Herzog a reminder of what Dawson couldn't achieve with Cubs
The Cubs won the weekend series with the Cardinals but lost the past century to them.
The real measure of these franchises was reflected Sunday not in Wrigley Field but in Cooperstown, where each had a representative inducted into the baseball Hall of Fame.
Oh, why oh why did Andre Dawson have to be enshrined the same day that Whitey Herzog was?
Dawson, as professional an athlete as there ever was, went in wearing a Montreal Expos cap on his plaque. However, his greatest notoriety came as a Cubs right fielder from 1987-92.
Herzog, as smart a manager as there was in his or any other era, went in essentially for his work with the Cardinals from 1980-90.
Dawson and Herzog are equals now as fellow members of the Hall of Fame, but that wasn't the case for their teams during their respective careers or the last hundred years.
(Come to think of it, just mentioning these two rivals in the same sentence is sort of like clumping together the Gateway Arch and Rod Blagojevich as civic treasures.)
Anyway, the Cubs enjoyed one winning season during Dawson's six in Wrigley Field, had one playoff appearance and finished an average of 15 games out of first place.
The Cardinals had six winning records during Herzog's nine full seasons, were a combined 105 games over .500 and won three pennants and a World Series.

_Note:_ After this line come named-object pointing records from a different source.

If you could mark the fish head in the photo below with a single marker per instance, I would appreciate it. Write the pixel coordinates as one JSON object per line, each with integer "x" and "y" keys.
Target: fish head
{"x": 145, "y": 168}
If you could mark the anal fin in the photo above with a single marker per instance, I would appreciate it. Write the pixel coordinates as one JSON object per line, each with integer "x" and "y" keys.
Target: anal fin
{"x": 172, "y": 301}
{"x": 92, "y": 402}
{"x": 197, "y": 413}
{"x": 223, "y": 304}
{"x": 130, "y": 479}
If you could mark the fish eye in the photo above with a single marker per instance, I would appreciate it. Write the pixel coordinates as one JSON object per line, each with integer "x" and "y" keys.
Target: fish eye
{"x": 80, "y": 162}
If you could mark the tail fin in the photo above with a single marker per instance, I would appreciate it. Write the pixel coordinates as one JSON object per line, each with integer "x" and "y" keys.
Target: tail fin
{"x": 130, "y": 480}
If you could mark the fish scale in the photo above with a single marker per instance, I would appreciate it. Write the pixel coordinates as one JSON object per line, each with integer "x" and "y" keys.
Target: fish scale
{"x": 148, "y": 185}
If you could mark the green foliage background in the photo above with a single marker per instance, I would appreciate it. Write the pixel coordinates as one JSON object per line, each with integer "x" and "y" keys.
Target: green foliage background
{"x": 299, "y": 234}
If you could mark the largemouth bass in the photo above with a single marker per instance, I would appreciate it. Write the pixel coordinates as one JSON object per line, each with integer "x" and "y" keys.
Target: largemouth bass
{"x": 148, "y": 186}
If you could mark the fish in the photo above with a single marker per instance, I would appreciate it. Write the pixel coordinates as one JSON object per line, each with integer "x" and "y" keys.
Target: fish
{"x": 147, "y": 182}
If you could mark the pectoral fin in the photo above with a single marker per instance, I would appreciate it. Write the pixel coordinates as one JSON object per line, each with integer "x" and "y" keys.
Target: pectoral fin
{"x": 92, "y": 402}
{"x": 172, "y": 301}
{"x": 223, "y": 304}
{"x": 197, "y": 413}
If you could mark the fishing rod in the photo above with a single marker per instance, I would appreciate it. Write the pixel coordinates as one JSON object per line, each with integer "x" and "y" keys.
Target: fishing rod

The Cubs featured some Hall of Fame players the past 50 years, from Ernie Banks to Billy Williams to Fergie Jenkins to Ryne Sandberg to Dawson. Yet not a single one played a single World Series game in their uniform.
The Cardinals are known as much for winning managers like Herzog, Red Schoendienst and Tony La Russa as for Hall of Fame players like Bob Gibson, Lou Brock and Ozzie Smith.
Each of those men won a World Series. Brock and Bruce Sutter, a Cooperstown closer, became champions after going from the Cubs to the Cardinals.
Dawson and Herzog fit right into the respective histories of these two franchises.
Dawson overcame bum knees to reach the Hall, yet the best he could do with the Cubs was win one lonely playoff game.
Herzog said in his induction speech that he hated that the Cubs signed Dawson and brought him into the Cardinals' division, but it didn't seem to matter much.
Take the '87 season: Dawson won the league's MVP award on a last-place finisher, but Herzog won the pennant.
Clearly the Cardinals are where great managers go to win a World Series and the Cubs are where great players go to not win one.
If the Cubs hired Herzog in 1980 he likely would have been fired after a couple years before going somewhere else to demonstrate his genius.
If the Cardinals signed Dawson in 1987 his career likely would have been shortened by Busch Stadium's artificial turf but only after he showcased his talent in a World Series.
The Cubs haven't won a championship since all the way back in 1908 and the Cardinals haven't since, well, all the way back in 2006.
Not surprisingly, while Herzog was in St. Louis the Cubs had 11 actual or interim managers, six of which Dawson played for.
So thanks to Whitey Herzog, even Andre Dawson's glorious moment Sunday was another reminder of the Cubs' futility.